Además de todo, me espeluzna que los tres casos más llamativos y crueles de secuestros hayan sucedido en Austria, típico país aburrido, cuidado, pacífico... pero es que el horror se suele esconder tras parterres de peonías, vallas de madera perfectamente barnizadas y muros nobles cubiertos de hiedra. En Austria ocurrió lo de Natalia Kampusch, años secuestrada, sin poder salir de una casa; en Austria, también, el argumento de la película más sórdida, más repelente, más insoportable que uno puede imaginar, solo comparable a la de Fritzl: una madre encierra a sus dos hijas, de unos ocho y once años, creo recordar, en el sótano de la casa... durante quince años. Las niñas vivían en condiciones cavernícolas, ¡qué digo! ¡peor!, rodeadas de excrementos, hablando con los ratones (digo "hablando" para expresar la mutación del lenguaje que sufrieron, destino que compartieron con los niños del sótano de Amstetten: el horror borra incluso las palabras). Esas niñas son irrecuperables, como será Natalscha Kampusch (en la foto de abajo a la derecha), como serán la hija y los hijos-nietos de Fritzl.
Y ahora Austria, patria de Freud, empieza a psicoanalizarse, según un periódico nacional, en busca de una respuesta a las grandes preguntas: ¿por qué aquí? ¿por qué tantos casos? Dirán que el recuerdo del nazismo hace que la gente no husmee en casas ajenas, de ahí que estos casos sean posibles. Es fácil recurrir al nazismo, es una gran tapadera. Yo creo que el hecho de que nadie, ni los vecinos, sepa de estos casos es simplemente consecuencia del encierro voluntario de los ciudadanos para escudarse del mal, es decir, del mundo, es decir, de "los otros". Un miedo irracional a todo, fruto de la sociedad desquiciada en que vivimos, que posibilita que vivas treinta años al lado de alguien sin llegar a conocerle la cara. ¿Es esto la evolución y el progreso de la civilización? ¿Es tan respetable la privacidad? Y existe una incongruencia, pues estos casos han sucedido en ciudades pequeñas, donde las relaciones sociales son teóricamente más fluidas que en la gran y pecadora ciudad.

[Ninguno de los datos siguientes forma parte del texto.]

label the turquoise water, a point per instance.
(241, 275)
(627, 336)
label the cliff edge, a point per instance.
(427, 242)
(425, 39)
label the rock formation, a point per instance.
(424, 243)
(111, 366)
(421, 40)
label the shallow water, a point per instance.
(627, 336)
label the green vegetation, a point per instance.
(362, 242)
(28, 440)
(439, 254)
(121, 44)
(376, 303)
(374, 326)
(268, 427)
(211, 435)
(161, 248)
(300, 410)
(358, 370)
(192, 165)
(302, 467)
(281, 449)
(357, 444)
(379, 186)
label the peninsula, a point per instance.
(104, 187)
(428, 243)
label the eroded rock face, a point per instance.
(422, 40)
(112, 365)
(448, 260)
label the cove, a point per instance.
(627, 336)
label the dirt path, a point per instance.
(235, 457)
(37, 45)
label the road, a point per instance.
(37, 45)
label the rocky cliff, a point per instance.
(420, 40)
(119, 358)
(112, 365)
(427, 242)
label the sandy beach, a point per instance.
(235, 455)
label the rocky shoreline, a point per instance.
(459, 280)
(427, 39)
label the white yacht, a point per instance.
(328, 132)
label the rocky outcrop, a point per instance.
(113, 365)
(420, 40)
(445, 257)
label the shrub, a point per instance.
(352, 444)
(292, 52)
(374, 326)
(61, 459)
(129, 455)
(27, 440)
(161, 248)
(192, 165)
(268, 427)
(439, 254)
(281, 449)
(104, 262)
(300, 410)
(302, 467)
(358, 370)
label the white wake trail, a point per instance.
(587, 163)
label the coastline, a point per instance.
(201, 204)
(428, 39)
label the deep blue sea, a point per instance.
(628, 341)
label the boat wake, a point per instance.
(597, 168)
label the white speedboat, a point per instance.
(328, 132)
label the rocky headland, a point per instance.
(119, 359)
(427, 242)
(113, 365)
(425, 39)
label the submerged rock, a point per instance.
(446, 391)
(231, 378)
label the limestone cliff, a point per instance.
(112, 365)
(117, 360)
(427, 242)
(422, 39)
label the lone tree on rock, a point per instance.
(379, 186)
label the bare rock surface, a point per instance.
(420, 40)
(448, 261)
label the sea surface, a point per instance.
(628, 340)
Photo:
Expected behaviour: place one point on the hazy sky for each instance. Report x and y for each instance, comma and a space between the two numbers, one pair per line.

Yo, por mi parte, prefiero vivir rodeado de cotillas, y ser yo mismo un poco cotilla, a encastillarme en mi casa y observar cómo los hijos de los vecinos desaparecen un día para siempre sin que nadie haga a sus padres una pregunta sobre ellos. Aunque, si lo pensamos bien, es parecido a lo que se hizo en toda la Europa dominada por los nazis: la gente miraba a otro lado, no quería saber de los vecinos. La diferencia es que en aquellos tiempos sabían en su fuero interno qué había sido de ellos, y sabían sus nombres, sus apellidos, cuántos eran y qué hacían. Ahora todo es mucho más fácil. Basta vivir en una casa unifamiliar para aislarte del mundo entero. Me viene a la mente una frase del playboy geriátrico Vilallonga, quien adoraba las baleares porque allí nadie preguntaba, nadie se metía en tu vida. Le voy a coger miedo a las Baleares.
Asimismo poseo la evidencia de que lo maligno se reproduce de modos diferentes, dependiendo de las culturas. Por poner tres ejemplos, Gran Bretaña es el lugar donde los cadáveres de desaparecidos abonan las flores de sus mimados jardines (recuerdo un libro titulado "Felices como asesinos", de Gordon Burn, que narraba el caso real de una familia degenerada, los West (foto izquierda), que mató a ocho jóvenes, entre ellas, una hija de ellos y la prima de Martin Amis); España, el sitio de la llamada "violencia de género", donde los hombres matan brutalmente a sus ex parejas e incluso a los hijos de su relación con ellas, para después intentar suicidarse (deberían empezar por suicidarse, los muy miserables); Estados Unidos, el paraíso de las sectas religiosas destructivas que muchas veces acaban por armarse hasta los dientes y liquidar a quien sea, y de transtornados que atacan guarderías por supuestos traumas infantiles o adolescentes; Bélgica, edén de los pederastas. Hay más, pero otro día nos centraremos en el caso alemán que acaba de saltar a los diarios: infanticidios en masa en el rural teutón.
Pero volviendo al tema que empecé, creo que habría que obligar por ley en todos los países a vivir a la gente en bloques de edificios, donde el roce es inevitable. El caso es que han pasado sesenta años desde los campos de exterminio, y han cambiado las coordenadas. Ahora, en Europa central, el Horror, ese del que habló Conrad, habita en los sótanos de las zonas residenciales.